Oppenheimer Thinks SLM Corporation’s Stock is Going to Recover


In a report released today, Dominick Gabriele from Oppenheimer maintained a Buy rating on SLM Corporation (NASDAQ: SLM), with a price target of $13. The company’s shares opened today at $10.04, close to its 52-week low of $9.65.

Gabriele observed:

“SLM reported better than consensus “core” EPS ex one-time expenses of $0.26 vs. consensus $0.24. Overall the estimates were fairly in line with our estimates. With the buildout of more consumer products (card) SLM is expanding its business model. This is occurring as the underlying student lending business (86% of AEA in MRQ) hums along producing strong EPS growth. Credit is turning into a tailwind outside of personal loans, yet depending on where expenses pencil out in 2019 (we estimate 36.3% efficiency), there could be offsets to credit performing better than our estimates with 1% efficiency worth ~$0.03 to 2019FY. We see bias toward upside EPS revisions vs. down and view SLM as the best way to play the student loan space currently over peers.”
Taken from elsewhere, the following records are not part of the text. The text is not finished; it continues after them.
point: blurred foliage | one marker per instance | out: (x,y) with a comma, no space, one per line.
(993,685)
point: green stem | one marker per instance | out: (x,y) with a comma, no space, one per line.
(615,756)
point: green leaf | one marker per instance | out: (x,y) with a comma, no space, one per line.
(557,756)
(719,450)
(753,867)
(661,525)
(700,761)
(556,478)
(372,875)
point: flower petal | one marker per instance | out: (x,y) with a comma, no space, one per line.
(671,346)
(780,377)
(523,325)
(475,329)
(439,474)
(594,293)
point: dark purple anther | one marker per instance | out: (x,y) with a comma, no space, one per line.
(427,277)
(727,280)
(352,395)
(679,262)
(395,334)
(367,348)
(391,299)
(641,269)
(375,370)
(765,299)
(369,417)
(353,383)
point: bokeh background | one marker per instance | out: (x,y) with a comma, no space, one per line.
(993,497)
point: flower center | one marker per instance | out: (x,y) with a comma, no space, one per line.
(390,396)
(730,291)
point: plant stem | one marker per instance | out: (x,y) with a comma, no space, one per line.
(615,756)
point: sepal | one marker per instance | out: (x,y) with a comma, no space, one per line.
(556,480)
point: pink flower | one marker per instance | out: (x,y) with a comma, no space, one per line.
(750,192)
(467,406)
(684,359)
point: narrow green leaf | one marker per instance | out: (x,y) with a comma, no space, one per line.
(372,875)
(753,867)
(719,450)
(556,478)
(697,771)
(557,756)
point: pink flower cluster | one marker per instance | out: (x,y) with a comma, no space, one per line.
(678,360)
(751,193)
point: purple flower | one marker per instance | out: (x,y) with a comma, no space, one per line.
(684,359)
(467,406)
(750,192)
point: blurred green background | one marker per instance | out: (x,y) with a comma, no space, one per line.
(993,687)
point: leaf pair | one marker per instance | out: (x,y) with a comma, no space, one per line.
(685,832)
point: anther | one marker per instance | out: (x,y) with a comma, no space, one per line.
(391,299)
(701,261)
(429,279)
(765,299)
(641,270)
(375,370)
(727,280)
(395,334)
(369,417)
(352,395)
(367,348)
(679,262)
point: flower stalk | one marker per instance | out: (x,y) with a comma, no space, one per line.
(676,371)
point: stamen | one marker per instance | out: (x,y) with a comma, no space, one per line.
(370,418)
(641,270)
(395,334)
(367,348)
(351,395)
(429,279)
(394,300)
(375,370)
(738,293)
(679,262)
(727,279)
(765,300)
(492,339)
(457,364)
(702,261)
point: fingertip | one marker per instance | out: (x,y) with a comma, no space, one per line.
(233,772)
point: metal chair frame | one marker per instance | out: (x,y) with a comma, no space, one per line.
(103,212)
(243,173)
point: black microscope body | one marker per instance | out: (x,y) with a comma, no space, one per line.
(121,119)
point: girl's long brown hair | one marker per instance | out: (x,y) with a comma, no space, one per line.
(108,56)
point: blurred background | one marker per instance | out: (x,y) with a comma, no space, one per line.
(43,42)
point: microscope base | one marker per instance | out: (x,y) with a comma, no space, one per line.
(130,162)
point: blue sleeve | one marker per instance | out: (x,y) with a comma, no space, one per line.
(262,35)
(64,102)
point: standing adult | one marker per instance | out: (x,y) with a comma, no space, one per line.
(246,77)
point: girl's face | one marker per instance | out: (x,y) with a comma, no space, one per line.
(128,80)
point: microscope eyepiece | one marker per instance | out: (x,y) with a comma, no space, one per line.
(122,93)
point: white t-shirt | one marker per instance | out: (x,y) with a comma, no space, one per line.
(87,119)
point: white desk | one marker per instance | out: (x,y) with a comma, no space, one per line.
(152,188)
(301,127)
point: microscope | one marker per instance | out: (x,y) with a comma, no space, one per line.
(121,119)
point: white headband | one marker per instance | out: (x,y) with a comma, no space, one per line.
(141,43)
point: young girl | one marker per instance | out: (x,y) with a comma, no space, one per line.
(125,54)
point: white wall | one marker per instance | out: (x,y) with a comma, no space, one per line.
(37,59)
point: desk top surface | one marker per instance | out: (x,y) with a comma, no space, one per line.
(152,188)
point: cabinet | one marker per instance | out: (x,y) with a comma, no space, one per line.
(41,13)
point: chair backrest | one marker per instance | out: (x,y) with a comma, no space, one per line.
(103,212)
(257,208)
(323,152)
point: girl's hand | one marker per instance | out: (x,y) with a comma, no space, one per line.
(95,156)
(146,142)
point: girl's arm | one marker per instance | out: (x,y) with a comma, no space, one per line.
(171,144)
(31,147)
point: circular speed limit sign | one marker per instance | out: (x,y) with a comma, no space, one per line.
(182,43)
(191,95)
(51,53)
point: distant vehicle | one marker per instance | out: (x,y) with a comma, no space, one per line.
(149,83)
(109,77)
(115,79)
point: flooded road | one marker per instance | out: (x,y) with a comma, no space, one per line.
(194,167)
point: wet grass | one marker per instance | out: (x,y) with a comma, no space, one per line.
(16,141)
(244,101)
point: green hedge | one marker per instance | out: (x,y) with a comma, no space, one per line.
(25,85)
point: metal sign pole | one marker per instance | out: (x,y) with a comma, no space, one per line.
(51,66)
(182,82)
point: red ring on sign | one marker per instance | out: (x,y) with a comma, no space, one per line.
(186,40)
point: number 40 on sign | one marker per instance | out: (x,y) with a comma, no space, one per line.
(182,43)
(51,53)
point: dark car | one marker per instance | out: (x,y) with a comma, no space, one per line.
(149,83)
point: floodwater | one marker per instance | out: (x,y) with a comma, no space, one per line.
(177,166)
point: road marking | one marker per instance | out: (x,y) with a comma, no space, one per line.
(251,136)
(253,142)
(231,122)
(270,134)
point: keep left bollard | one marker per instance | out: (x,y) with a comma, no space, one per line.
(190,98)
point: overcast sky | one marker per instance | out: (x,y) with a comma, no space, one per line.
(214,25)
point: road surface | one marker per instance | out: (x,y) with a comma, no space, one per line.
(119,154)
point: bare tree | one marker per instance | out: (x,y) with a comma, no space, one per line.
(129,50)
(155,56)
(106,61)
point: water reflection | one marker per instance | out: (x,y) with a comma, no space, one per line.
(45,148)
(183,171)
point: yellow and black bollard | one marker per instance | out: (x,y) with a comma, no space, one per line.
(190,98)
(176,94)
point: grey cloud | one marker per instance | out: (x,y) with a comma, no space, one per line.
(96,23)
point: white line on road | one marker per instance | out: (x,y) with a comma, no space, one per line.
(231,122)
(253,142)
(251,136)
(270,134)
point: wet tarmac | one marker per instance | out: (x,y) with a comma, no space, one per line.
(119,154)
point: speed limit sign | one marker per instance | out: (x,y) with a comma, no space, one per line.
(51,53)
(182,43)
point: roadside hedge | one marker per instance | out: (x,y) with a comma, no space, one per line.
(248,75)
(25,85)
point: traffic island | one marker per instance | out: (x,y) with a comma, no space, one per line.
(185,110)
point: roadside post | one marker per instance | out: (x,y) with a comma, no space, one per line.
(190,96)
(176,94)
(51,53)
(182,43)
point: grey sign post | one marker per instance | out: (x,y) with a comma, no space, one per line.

According to TipRanks.com, Gabriele is a 1-star analyst with an average return of -2.3% and a 50.0% success rate. Gabriele covers the Financial sector, focusing on stocks such as Synchrony Financial, American Express, and Ally Financial.

The word on The Street in general, suggests a Moderate Buy analyst consensus rating for SLM Corporation with a $15.08 average price target.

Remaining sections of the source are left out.